With owls, wolves, deer, swallowtail butterflies, and more species relying on this forest for survival, the Forest Service has failed to balance wildlife habitat needs with appropriate forest treatments. The Forest Service has prescribed ecologically inappropriate treatments for the mature, moist, mixed-conifer stands in the project area.

How does Grasshopper impact recreation?

Recreationists of many kinds utilize the proposed logging area and its surroundings throughout the year. Plentiful hiking, climbing, and camping opportunities are in and near the proposed logging areas. A popular hiking trail, Rocky Butte Trail, provides stunning views of Mt. Hood from an old fire lookout directly above the proposed logging area, with views that would be altered for generations if logging goes forward. 

(Photos of hikers on Rocky Butte Trail)

The Grasshopper Project is also near campground areas such as Bonney Crossing Campground in the east to the popular, beautiful hiking and water recreation destination Boulder Lake in the west.

How is Grasshopper misaligned with President Biden’s recent Executive Orders?

In 2021, Biden issued Executive Order (EO) 13990 to restore the role of science in tackling the climate crisis, and to direct federal agencies to calculate the true costs of greenhouse gas emissions. On Earth Day 2022, Biden issued another EO, 14072, which highlighted the importance of mature and old-growth forests on public lands in the US and the importance of conserving them. 

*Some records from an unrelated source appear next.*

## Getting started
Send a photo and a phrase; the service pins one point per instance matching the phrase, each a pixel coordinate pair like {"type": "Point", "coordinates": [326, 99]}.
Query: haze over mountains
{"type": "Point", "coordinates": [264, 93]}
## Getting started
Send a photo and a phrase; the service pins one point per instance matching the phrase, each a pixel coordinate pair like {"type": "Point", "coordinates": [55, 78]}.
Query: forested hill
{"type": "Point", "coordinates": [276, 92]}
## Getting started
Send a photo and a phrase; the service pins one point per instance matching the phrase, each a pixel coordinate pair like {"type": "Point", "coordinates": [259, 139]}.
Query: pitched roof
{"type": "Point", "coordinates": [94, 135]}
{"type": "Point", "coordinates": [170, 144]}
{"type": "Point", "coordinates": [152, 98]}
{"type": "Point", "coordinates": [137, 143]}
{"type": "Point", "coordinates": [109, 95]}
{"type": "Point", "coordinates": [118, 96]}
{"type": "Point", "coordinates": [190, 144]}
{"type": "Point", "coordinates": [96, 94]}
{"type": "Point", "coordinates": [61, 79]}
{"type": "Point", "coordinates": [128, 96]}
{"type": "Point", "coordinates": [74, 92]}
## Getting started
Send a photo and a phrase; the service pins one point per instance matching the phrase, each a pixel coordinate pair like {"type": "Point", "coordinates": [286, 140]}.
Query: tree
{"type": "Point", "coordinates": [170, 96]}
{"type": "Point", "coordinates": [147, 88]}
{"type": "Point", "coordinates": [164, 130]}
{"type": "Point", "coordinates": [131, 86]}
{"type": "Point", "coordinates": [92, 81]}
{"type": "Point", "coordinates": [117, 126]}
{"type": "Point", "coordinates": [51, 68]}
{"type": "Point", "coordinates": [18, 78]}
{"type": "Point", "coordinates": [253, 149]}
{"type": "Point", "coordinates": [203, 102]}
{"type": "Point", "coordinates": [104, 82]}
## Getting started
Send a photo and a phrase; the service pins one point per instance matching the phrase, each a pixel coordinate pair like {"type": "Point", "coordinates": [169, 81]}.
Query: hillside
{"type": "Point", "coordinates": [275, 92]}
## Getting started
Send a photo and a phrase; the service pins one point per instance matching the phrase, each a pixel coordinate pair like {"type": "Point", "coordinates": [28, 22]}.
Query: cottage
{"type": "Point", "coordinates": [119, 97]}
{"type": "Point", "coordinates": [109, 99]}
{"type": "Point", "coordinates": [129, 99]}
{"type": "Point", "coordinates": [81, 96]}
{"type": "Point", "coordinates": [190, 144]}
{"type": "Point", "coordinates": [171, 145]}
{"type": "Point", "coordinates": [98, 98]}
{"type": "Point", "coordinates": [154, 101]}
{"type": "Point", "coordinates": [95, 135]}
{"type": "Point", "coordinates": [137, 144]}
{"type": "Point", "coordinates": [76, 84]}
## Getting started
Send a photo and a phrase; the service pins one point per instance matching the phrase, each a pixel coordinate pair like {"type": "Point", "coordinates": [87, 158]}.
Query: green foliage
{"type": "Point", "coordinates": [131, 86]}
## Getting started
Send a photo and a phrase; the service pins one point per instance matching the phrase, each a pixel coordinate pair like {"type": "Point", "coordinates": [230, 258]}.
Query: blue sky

Because the Grasshopper Project is proposing to log mature and old-growth forests, our natural carbon sequestration powerhouses, the Forest Service is acting in direct opposition to the Biden Administration’s call to combat climate change through these forests’ protection. 

“In Oregon, logging is the leading source of carbon emissions that worsen climate change, and we don’t have time to spare when it comes to keeping carbon stored on public lands and out of the atmosphere,” said Victoria Wingell. Victoria is the Forests and Climate Campaigner for Oregon Wild and also supports Oregon Wild’s work in the Climate Forest Campaign. The Climate Forest Campaign is a nationwide coalition of over 120 organizations calling on lasting federal protections for mature and old-growth forests. You can find more about how YOU can support this campaign on the Climate Forest Campaign website here.

About the Lawsuit

Oregon Wild filed its lawsuit against the Forest Service challenging the Grasshopper Project in the U.S. District Court for Oregon. The complaint asserts that the Forest Service failed to complete a detailed Environmental Impact Statement (EIS) analyzing the impacts of the Grasshopper Project and failed to analyze the project’s cumulative impacts from other logging, violating the National Environmental Policy Act (NEPA). 

The complaint also asserts that the logging project violates the Endangered Species Act regarding its effects on the northern spotted owl, which is listed as “threatened” under the statute. The Forest Service relied on a biological opinion (BiOp) prepared by the U.S. Fish and Wildlife Service (FWS) in 2020. However, that BiOp predates recent wildfires that destroyed many acres of critical habitat for the spotted owl and is no longer valid. 

Oregon Wild is represented in the lawsuit by its staff attorney John Persell and Meriel Darzen from Crag Law Center.

(Photo by Arran Robertson)

Oregon Wild is fighting to protect mature and old-growth forests on the chopping block in Mt. Hood National Forest for climate change, for threatened species, and to protect recreation areas that Oregon Wild members and the broader public know and love.